RP news wires, Noria Corporation
Stepan Company announced Monday that its board of directors has approved pension plan changes that will take effect July 1, impacting participants in the chemical manufacturing company's U.S. salaried workforce and certain participants in the U.S. hourly workforce.
  * The company will freeze its non-union defined benefit pension plan
    effective June 30, and replace it with a defined contribution plan
    having a fixed company contribution rate of 4 percent of base salary.
    This means that no future benefits will accrue under the pension plan,
    but pension benefits earned through June 30 will be available to
    employees when they retire under the terms of the plan.

  * Employees will still be eligible to make their own contributions to the
    company's 401(k) Income Savings Plan to help provide for their own
    retirement income.  Investment selection for the defined contribution
    assets will be made by the employee, as is the case with the current
    401(k) Income Savings Plan.

  * Certain longer service employees will be eligible for a supplemental
    contribution from the company for up to five years.  The amount of the
    supplemental contribution is based on replacing a portion of the
    estimated future benefit from the legacy pension plan, offset by the
    estimated future contributions from the new defined contribution plan.

  * The company intends to seek similar plan changes for the remaining U.S.
    workforce as collective bargaining agreements are renegotiated.

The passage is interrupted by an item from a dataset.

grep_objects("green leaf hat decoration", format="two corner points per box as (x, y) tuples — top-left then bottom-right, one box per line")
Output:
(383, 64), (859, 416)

  * The change has no impact on current U.S. retirees/former employees with
    vested benefits or employees who terminate or retire by June 30, 2006.

  * The U.S. Profit Sharing Plan will not be impacted by these changes.

The company believes this change will balance the needs of providing retirement security for our employees, while providing a more predictable cost structure for the company. Employees will also benefit from having a more portable benefit. This fully funded defined contribution balance moves with the employee during their career should they change employers. The company believes the new plan provides a competitive retirement plan for its employees going forward, which is in balance with the company's need to control cost.

The company will continue to recognize pension expense and cash funding obligations for the frozen defined pension plan over the remaining life of that liability. As such, the company does not expect any full year savings in the near future, as any reduction in defined benefit pension expense is expected to be offset by the new defined contribution expense. The volatility in pension expense should decline.

Stepan Company, headquartered in Northfield, Ill., is a leading producer of specialty and intermediate chemicals used in household, industrial, personal care, agricultural, food and insulation related products. The common and the convertible preferred stocks are traded on the New York and Chicago Stock Exchanges under the symbols SCL and SCLPR.